I nod. These are still things I want, but maybe, not so many houses.

Four asks. “Do you still have all my dolls?”

“Some..” I say sadly.

Fourteen says, “When you are grown up you can’t play with dolls! Well, not so much.”

“I need to talk to…” and she appears.

Me at eighteen. She walks in my favorite black short heels from Sasha of London in a long lean black skirt with a white crisp cotton shirt. My hair was bob length and I wore dark kohl pencil around my eyes. I looked like I was going out dancing. I was lucky I wasn’t smoking, but I never did take that up.

She looks me up and down and I remember what a snob I was then.

“You have gotten pretty casual.” She smirks.

“And you need to go to school and meet Scott. So quit the act.”

She sighs. “Okay, so what happens to us?” Her eyes widen, “We are okay aren’t we? We haven’t turned…boring have we?”

I smile, “No, it’s fine. I just want to remember what I wanted long ago. So I can make a good decision for all of us.”

I look at Four, Fourteen and Eighteen. I remember every stage and still I am the same.

Eighteen leans against the tree and says, “So ask your questions.”

“What do you want?”

And she smiles the same smile we all have. That, I know well.

“I want luxury. I want a dark, gothic, artist, boyfriend. I want a white Porsche 911 from1969. I want a beach house. I want to be a children book illustrator. I want to be a photographer. I still don’t want to be famous.”

“I want to make my own decisions. I want to make lots of money so I don’t have to depend on anybody. I want to be free of my family and all their shit. I want to be… surprised by the unexpected. Things I cannot of even know right now.”

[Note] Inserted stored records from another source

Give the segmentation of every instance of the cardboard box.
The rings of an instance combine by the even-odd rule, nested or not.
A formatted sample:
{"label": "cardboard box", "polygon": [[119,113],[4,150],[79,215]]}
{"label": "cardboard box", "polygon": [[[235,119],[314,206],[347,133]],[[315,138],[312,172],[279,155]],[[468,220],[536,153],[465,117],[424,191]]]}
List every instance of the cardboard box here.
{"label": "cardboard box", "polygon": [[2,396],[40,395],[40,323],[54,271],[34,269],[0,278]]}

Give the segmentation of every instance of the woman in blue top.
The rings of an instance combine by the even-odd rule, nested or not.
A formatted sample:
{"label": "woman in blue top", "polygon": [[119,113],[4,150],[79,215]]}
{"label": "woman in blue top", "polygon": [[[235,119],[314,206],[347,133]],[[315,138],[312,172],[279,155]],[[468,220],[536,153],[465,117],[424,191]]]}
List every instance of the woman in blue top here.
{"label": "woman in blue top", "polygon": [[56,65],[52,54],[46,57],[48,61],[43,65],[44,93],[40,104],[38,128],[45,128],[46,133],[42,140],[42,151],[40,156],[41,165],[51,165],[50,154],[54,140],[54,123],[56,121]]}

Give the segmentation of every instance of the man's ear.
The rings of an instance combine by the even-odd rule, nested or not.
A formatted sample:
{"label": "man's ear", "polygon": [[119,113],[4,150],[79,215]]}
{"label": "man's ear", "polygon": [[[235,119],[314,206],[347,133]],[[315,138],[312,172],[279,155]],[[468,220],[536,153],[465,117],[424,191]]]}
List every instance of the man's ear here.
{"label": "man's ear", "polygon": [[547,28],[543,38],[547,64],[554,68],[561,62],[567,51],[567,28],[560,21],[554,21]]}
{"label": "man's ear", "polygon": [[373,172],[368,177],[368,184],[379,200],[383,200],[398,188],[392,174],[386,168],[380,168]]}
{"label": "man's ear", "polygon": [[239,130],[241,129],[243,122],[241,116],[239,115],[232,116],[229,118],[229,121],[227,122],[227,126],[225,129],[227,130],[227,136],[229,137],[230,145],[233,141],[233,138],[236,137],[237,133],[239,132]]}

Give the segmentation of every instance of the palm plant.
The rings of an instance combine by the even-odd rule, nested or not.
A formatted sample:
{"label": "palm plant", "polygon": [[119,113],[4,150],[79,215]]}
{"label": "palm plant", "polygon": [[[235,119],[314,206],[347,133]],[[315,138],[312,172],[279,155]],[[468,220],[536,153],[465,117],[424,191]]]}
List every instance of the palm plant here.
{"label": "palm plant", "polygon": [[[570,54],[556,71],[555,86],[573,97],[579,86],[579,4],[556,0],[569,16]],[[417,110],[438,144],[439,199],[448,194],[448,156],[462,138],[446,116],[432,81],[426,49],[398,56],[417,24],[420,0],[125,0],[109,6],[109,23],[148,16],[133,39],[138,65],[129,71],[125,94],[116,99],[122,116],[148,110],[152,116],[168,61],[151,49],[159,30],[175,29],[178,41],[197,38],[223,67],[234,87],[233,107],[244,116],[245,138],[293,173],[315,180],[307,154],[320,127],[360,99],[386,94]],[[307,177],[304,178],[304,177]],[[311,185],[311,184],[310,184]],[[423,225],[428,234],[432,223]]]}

I write this all down. And remember parts of it and then I want to add and enlighten. My four-year-old self has taken a nap on my lap. I am like the mother here and the sister to my former selves.

Eighteen asks to see my journal. “I love stories, but English was never my best subject. Creative writing was always a favorite despite what I could actually do.”

Sunglasses appear and she has gone incognita. I love that look. And she fixes a pleasant expression basking in the sun. Oh, how I remember that self.

“Why didn’t you take up writing more?” I ask.

“Oh, I hated the kids in those classes, they never said anything original. The writing was flat. And I was too nervous to be myself. I did write some poetry though.”

“And writing classes later was too weird and nerve racking. I think online blogging sounds amazing!

“It is!” I smile and try not to gush.

Can I inform them of my fate? They are me after all. “I did a children’s book and I wasn’t happy with the process. Maybe in time I will get better. But for now I really want to paint personal paintings about my ancestors and myths my parents told me.”

I look down at the sleeping four year old on my lap. She may have some interesting things to tell me.

“Scott and I are moving and I want to reevaluate where I have been and where we are going. I know it’s a luxury, but I feel it’s necessary for me to remember, so we can go forward deliberately, fearlessly.”

“I also got interested in glass and have wanted to work in that. But I am not sure of the money. I consider it a hobby. It may be awhile till I can get to that.”

They sit listening to me, really interested except the sleeping one. I’ll have to come back for her. She is the mystery, whether she knows it or not.

The gate creaks open and the Enchantress appears waiting serenely.

They all look at her and fear travels across their faces. They want to come with me.

“Don’t leave us. You can’t.” Eighteen whispers.

I look at each of them. The four year old has dropped her dolls and hugs my leg. The fourteen year old holds her arms and implores me with her stricken face. The eighteen-year-old’s face has crumpled and her eye makeup has smeared.

“Come with me,” I say. “It will be very different. Stay with me and know me now.”

They sigh a collective sigh and we all embrace. When I open my eyes I am alone hugging myself and hearing the giggles of girls in my head. I laugh too.

I pick up the forgotten dolls and put them in my backpack.

The Enchantress holds out her hands, I take them in mine. “Nicely done,” she says. “They may keep you up all night, you know.”

“I know, it will be like a slumber party.”

I close the rusty gate, as the grassy slope turns golden in the afternoon, the Enchantress leading the way.